6. Moreover, some further material based on or linked to the third warrant has been kept in the domain of the Regional Court. It may be presumed that that material consists of the SIS’s application of 26 January 2006 for the third warrant and the SIS reports of 16 June 2006 on its implementation and of 1 August 2006 on the discontinuation of its implementation.

7. In a separate set of proceedings the applicant partly succeeded with a complaint to the Constitutional Court, in that he obtained a constitutional judgment of 20 November 2012 annulling the first and second warrants in so far as they concerned him on account of their incompatibility with his rights to a fair hearing and to respect for his private life.

The Constitutional Court found the warrants unjustified and unlawful as they lacked several fundamental elements.

However, the Constitutional Court held that it had no jurisdiction in respect of the SIS because the supervision of SIS operations authorised by the Regional Court was within the jurisdiction of that court. For similar reasons, the Constitutional Court had no power to order the destruction of material produced as a result of the surveillance operation under the first and second warrants, which was in the domain of the SIS. The relevant part of the complaint was thus inadmissible.

As to the applicant’s claim that, on the basis of the annulment of the warrants, the Constitutional Court should order the destruction of any material linked to the operation in question existing in the Regional Court’s own domain, the Constitutional Court observed that the material “was in court files, did not originate from the actions of the Regional Court and was not the product of secret surveillance, or was so at most partly and indirectly”. Furthermore, the Constitutional Court pointed out that the admissible part of the complaint only concerned the first and second warrants and the procedure in respect of them. It concluded that, in such circumstances, the annulment of the warrants could not serve as a basis for ordering the Regional Court to destroy the material in question.
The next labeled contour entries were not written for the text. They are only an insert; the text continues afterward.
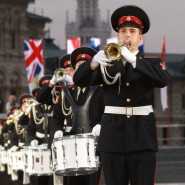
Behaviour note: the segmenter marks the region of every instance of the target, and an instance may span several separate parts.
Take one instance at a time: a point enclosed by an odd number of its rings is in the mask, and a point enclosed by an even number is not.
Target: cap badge
[[[127,20],[127,21],[130,21],[130,20],[131,20],[131,18],[128,16],[126,20]]]

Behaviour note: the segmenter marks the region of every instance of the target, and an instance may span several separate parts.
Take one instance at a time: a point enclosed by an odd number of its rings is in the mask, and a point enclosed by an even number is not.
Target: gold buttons
[[[127,102],[130,102],[130,98],[127,98]]]
[[[126,86],[128,87],[130,85],[130,83],[129,82],[126,82]]]

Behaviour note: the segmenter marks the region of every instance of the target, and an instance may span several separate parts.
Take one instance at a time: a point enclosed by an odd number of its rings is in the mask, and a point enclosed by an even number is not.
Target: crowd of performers
[[[94,49],[81,47],[63,56],[53,76],[43,76],[32,95],[19,97],[19,107],[1,123],[3,185],[100,183],[102,87],[82,89],[72,80],[79,65],[95,54]]]
[[[0,179],[98,185],[103,169],[106,185],[154,184],[154,88],[167,86],[170,75],[160,58],[138,50],[150,28],[144,10],[120,7],[111,24],[116,46],[75,49],[32,96],[20,96],[1,125]]]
2. The applicant’s response

8. Relying on the constitutional judgment of 20 November 2012, the applicant made several unsuccessful submissions to the Regional Court, the SIS and other institutions aimed at ensuring the destruction of any primary, derivative and other material resulting from the implementation of the warrants. As for the third warrant, he argued that although it had not yet been formally annulled, on substance it was vitiated by exactly the same shortcomings as the first and second warrants, as a result of which it should be considered a legal nullity (paakt). The responses included the following.

9. In a letter of 17 February 2015 the President of the Regional Court concluded that the statute provided no basis for a duty on the part of a judge to take any action with a view to having material produced by surveillance measures under a judicial warrant destroyed. The letter further stated that a judge of the Regional Court had nevertheless asked the SIS on 28 October 2013 to produce transcripts of the recordings made under the first and second warrants “in order to be able to destroy them in an appropriate manner”. In that respect, however, on 9 May 2014 the SIS had given an “unclear answer”. As for the third warrant, the President of the Regional Court pointed out that until then it had not been annulled.
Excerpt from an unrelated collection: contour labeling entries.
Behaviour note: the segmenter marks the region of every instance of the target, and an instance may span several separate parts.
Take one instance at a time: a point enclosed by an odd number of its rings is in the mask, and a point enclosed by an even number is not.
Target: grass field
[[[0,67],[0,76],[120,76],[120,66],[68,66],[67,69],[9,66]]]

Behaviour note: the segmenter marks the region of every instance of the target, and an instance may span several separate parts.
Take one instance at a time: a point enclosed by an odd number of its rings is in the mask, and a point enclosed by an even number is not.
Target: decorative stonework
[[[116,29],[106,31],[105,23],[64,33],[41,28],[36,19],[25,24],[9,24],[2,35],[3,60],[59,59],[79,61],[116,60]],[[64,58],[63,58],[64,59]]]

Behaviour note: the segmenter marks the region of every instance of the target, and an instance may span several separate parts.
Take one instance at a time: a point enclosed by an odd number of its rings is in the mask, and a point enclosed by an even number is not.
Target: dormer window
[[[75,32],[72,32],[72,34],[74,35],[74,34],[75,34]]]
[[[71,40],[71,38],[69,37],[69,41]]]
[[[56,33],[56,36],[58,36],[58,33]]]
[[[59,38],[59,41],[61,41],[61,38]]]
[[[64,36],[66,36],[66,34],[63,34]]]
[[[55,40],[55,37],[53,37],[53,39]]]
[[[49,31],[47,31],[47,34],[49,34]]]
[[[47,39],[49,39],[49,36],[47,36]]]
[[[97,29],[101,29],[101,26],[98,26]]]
In a letter of 17 April 2015 the Ministry of Justice endorsed the position taken by the President of the Regional Court to the effect that there was no legal basis for any duty on the part of a judge to take action with a view to having material resulting from an authorised surveillance operation destroyed. In addition, the Ministry confirmed the view that the exercise of a court’s jurisdiction in respect of surveillance warrants came to an end when that court was informed by the agency implementing such warrants that their implementation had been terminated.
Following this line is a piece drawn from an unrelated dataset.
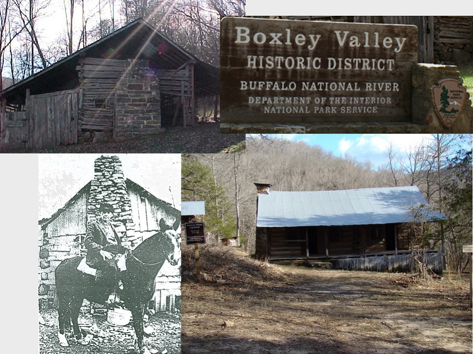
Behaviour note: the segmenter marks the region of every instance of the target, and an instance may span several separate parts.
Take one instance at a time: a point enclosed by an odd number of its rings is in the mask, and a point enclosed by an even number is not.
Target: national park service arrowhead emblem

In a letter of 19 November 2015 in response to a request from the applicant, the President of the Regional Court held, inter alia, that there was no legal basis for ordering the SIS to discontinue the use of and to destroy any material resulting from the implementation of the three warrants. Nor was there any statutory duty on the part of the agency implementing a surveillance warrant to submit to the court which had issued the warrant the record of the destruction of material resulting from such implementation.

3. Constitutional proceedings

10. On 30 July 2014 the applicant lodged a complaint with the Constitutional Court under Article 127 of the Constitution. The complaint was directed against the Regional Court and the SIS, in respect of the third warrant, and concerned, inter alia, the applicant’s rights to a fair hearing before a tribunal established by law and to respect for his private life. In particular, the applicant complained of arbitrariness in the issuance and implementation of the third warrant and the production, maintenance and failure to destroy material resulting from the implementation of the warrant. Among many other arguments, he relied on a document of the Regional Court of 6 March 2014 observing that when the three warrants had been issued, the Regional Court had not had at its disposal technical equipment required by law for the processing of classified information. As a result, such warrants had de facto been produced by the agency applying for them.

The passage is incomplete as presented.